This page lists the DataStage projects, and shows the pathname of the selected project in the Project pathname field. The Projects page has the following buttons:

• Add… adds new DataStage projects. This button is enabled only if you have administrator status.
• Delete deletes projects. This button is enabled only if you have administrator status.
• Properties views or sets the properties of the selected project.
• NLS… lets you change project maps and locales (if the NLS option was installed during the server installation).
• Command issues DataStage Engine commands directly from the selected project.



Provided that you have the proper permissions, you can add as many projects to the DataStage server as necessary. In normal projects any DataStage developer can create, delete, or modify any object within the project once it has been created. During the creation process, however, you can specify that a new project is protected. This is a special category of project and, normally, nothing can be added, deleted or changed in the project. Users can view objects in the project, and perform tasks that affect the way a job runs rather than the jobs design; specifically they can:
• Run jobs
• Set job properties
• Set job parameter default values.

A newly created protected project is populated by importing developed jobs and components; only a Production Manager user can perform the import, no other types of user can import into a special project.

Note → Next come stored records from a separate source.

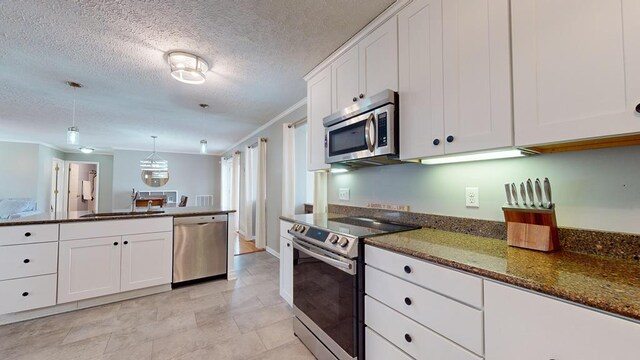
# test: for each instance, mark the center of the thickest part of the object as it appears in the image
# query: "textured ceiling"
(258, 52)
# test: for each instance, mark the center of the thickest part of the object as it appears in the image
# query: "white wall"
(593, 189)
(190, 175)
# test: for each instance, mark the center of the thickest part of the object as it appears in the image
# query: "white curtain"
(320, 193)
(246, 223)
(288, 170)
(261, 194)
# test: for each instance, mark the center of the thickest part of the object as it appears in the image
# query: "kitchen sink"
(124, 213)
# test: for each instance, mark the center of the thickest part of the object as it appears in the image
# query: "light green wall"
(593, 189)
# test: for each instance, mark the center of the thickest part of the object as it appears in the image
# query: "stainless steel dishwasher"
(199, 247)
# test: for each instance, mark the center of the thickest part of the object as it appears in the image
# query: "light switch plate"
(343, 194)
(472, 197)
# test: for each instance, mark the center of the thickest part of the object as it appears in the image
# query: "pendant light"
(155, 169)
(73, 133)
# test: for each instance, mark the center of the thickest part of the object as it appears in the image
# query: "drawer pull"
(408, 338)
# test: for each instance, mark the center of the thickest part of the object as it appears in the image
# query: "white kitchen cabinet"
(477, 76)
(345, 80)
(318, 107)
(378, 59)
(89, 268)
(526, 326)
(576, 69)
(455, 84)
(420, 79)
(286, 263)
(146, 260)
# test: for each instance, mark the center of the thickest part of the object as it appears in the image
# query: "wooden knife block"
(531, 227)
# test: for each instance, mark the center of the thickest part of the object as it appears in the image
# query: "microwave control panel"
(382, 129)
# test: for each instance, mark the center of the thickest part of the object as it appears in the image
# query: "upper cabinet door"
(477, 75)
(379, 60)
(420, 90)
(576, 69)
(344, 73)
(318, 107)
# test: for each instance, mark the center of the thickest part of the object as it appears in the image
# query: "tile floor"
(241, 319)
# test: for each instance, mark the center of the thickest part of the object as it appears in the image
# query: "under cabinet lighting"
(492, 155)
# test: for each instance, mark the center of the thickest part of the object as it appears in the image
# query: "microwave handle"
(368, 129)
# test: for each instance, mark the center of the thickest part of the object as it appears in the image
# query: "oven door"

Tip: The default directory path in which to create projects is located under the root directory of the DataStage server installation. For example, if the server was installed to /appl/Ascential/DataStage the projects would be installed to /appl/Ascential/DataStage/Projects/{project name}. If a separate UNIX file system or Windows partition is available and has enough free space (refer to the DataStage Install and Upgrade Guide for project sizing values), change the path to reflect the proper location on the server before creating the new project. As you will see later on in the course, too many projects in the same file system or partition can lead to problems with free space—which can ultimately lead to the engine malfunctioning.


Provided you have the proper permissions, you can delete any project from the DataStage server. Before you delete any project, you should be sure that you have a proper backup of the project. This can be done from the DataStage Manager and is discussed in the Manager Module.


From the General tab, you can set some basic properties for the project:
Enable job administration in Director—enabling this feature will allow users the ability to Cleanup Resources and Clear Status File from within the Job menu of DataStage Director. The features let DataStage users release the resources of a job that has aborted or hung, and so return the job to a state in which it can be rerun when the cause of the problem has been fixed. Users should proceed with caution when cleaning up resources, since the utility will allow users to view and end job processes and view and release the associated locks of those processes. Also, remember that users can only end processes or locks that they own—some processes and locks will require administrative authority to clear them.
Enable Runtime Column Propagation for Parallel Jobs—if you enable this feature, stages in parallel jobs can handle undefined columns that they encounter when the job is run, and propagate these columns through to the rest of the stages in the job. This check box enables the feature; to actually use it you must explicitly select or deselect the option on each stage. If it is enabled, all stages in parallel jobs will have RCP enabled as a default setting. This setting has no effect on jobs created on the server canvas.
Auto-purge of job log—this setting will automatically purge job log entries for jobs based on the auto-purge action setting. For example, if you specify to auto purge up to the previous 3 job runs, entries for the previous 3 job runs are kept as new job runs are completed. Keep in mind that the auto purge setting applies to newly created jobs, not existing jobs. If you want to enable the auto-purge setting for a previously created job, this can be accomplished from the DataStage Director.


You can set project-wide defaults for general environment variables or ones specific to parallel jobs from this page. You can also specify new variables. All of these are then available to be used in jobs. In each of the categories except User Defined, only the default value can be modified. In the User Defined category, users can create new environment variables and assign default values.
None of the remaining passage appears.